I spent the next three hours in surgery to save a fifty-three-year-old man with abdominal aortic aneurysm, brought in by ambulance after collapsing at a grocery store. His wife had been with him, clutching his hand until the paramedics pulled her away. I saw her face in the waiting room before I scrubbed in. There was fear and desperate hope in her eyes.
This was why I'd become a surgeon. This moment, this responsibility, this chance to pull someone back from the edgeof death. Not for the gratitude or the recognition. For the work itself.
I saved him.
It took six units of blood, and a repair that pushed the limits of my technical abilities, but I did. When I finally stepped out of the OR, with my shoulders aching and my scrubs damp with sweat, his wife was still waiting. Still hoping. Still praying.
"He's stable," I told her. "The next twenty-four hours are critical, but he made it through surgery."
She burst into tears, unable to contain her relief. "Thank you," she managed. "Thank you, thank you, thank you so much."
I nodded and escaped before she could say anything else. I was never good at these moments, the raw emotion of families confronting mortality. I could handle the surgery, the blood, the chaos, and the pressure of holding someone's life in my hands.
But the gratitude afterward, the tears and the hugs and the desperate need to connect, that always left me feeling exposed in ways I didn't know how to manage.
I changed out of my scrubs and drove home, my mind still circling the fellowship.
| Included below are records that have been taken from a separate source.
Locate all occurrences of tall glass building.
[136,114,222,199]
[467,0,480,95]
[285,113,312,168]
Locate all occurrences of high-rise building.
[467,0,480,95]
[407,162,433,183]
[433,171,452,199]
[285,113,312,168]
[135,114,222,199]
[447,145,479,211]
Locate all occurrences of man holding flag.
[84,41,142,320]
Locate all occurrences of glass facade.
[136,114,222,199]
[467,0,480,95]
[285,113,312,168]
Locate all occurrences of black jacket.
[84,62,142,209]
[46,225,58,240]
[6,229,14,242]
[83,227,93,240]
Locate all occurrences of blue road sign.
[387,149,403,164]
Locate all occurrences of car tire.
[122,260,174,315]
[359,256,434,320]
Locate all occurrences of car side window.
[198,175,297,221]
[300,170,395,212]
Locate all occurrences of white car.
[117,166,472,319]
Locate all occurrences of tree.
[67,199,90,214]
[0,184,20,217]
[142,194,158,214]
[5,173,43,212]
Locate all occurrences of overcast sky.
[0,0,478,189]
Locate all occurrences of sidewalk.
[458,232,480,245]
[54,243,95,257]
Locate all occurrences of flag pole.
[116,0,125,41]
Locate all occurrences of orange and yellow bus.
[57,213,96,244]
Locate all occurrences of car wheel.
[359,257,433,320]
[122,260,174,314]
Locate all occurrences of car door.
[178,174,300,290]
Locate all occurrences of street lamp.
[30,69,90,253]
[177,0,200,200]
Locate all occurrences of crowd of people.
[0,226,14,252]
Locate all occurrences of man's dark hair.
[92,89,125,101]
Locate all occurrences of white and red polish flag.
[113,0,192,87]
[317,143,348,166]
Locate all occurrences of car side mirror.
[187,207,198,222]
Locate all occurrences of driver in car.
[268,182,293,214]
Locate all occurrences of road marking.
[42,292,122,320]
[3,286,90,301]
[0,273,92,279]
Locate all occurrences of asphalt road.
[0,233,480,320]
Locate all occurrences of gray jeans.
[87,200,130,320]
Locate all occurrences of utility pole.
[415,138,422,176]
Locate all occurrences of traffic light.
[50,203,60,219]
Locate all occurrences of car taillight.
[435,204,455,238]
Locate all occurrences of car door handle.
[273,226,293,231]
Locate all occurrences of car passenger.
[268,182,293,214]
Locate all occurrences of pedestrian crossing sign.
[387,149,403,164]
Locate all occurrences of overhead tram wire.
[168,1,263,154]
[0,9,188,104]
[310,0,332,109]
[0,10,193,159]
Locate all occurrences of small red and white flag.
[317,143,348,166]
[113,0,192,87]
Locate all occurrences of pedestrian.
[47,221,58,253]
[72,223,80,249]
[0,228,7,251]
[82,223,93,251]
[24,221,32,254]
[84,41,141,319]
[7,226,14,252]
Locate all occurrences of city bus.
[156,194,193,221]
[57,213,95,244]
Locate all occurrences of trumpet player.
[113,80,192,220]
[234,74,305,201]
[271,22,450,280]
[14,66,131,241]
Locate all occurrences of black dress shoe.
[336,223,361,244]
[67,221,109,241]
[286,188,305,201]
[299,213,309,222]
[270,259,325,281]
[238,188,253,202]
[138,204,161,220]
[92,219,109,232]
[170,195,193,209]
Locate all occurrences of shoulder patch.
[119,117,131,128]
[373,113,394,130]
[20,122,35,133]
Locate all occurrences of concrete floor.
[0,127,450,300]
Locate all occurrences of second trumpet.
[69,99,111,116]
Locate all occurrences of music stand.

Cassian had beaten me there. When I walked through the door, the smell of garlic and tomatoes and something rich and savory made my stomach growl despite everything.
He was standing at the stove, stirring something in a large pot, a dish towel thrown over his shoulder. He'd already changed out of his work clothes into jeans and a worn t-shirt, his feet bare against the tile floor. Soft and acoustic music played from his phone on the counter, something he listened to when he was relaxed and happy.
"Hey." He turned when he heard me, his face breaking into a smile. "Perfect timing. Dinner's almost ready."
"You cooked."
"I did." He abandoned the stove long enough to cross the kitchen and kiss me, his lips warm and familiar. "Nonna's pasta recipe. The real one, not the shortcut version."
That recipe took hours. He only made it when he had time and energy to do it properly and wanted to create something special for us.
"What's the occasion?" I asked.
"Is there a need for an occasion?" He handed me a glass of wine. "I had a good day. I wanted to share it with my favorite person."
My favorite person. I took a longer sip of wine than necessary, using the glass to hide my face.
"Tell me about your day," I said, because focusing on him was easier than facing what was in my own head.
We sat down to dinner with candles lit and wine poured. The pasta was as good as he'd promised. Cassian talked about his cases, his residents, and a scheduling conflict he'd finally resolved with the chief of surgery. He told me about a first-year who'd fainted during a routine appendectomy.
"Poor kid went down like a ton of bricks," he said, laughing. "One minute he's holding a retractor, the next minute he's on the floor. He kept apologizing while the nurses were trying to get him flat. I had to tell him three times that it happens to everyone."
I smiled at the right moments and asked follow-up questions. I played the part of the engaged wife, while my mind calculated time differences, flight costs, and how many hours we could reasonably expect to video call per week.
Eight thousand miles. Fourteen hours difference. Two years.
The numbers kept running through my head like a terrible equation I couldn't solve.
"You okay?" Cassian asked eventually, his fork pausing halfway to his mouth.
"Just tired."
"Long day?"
"They're all long days."
It wasn't a lie, exactly. Just an incomplete truth—a half-answer I'd gotten too good at giving to avoid conversations I wasn't ready to have.
Cassian studied me for a moment, his green eyes searching my face for something I hoped he wouldn't find. Then he reached across the table and took my hand, his thumb tracing circles on my palm.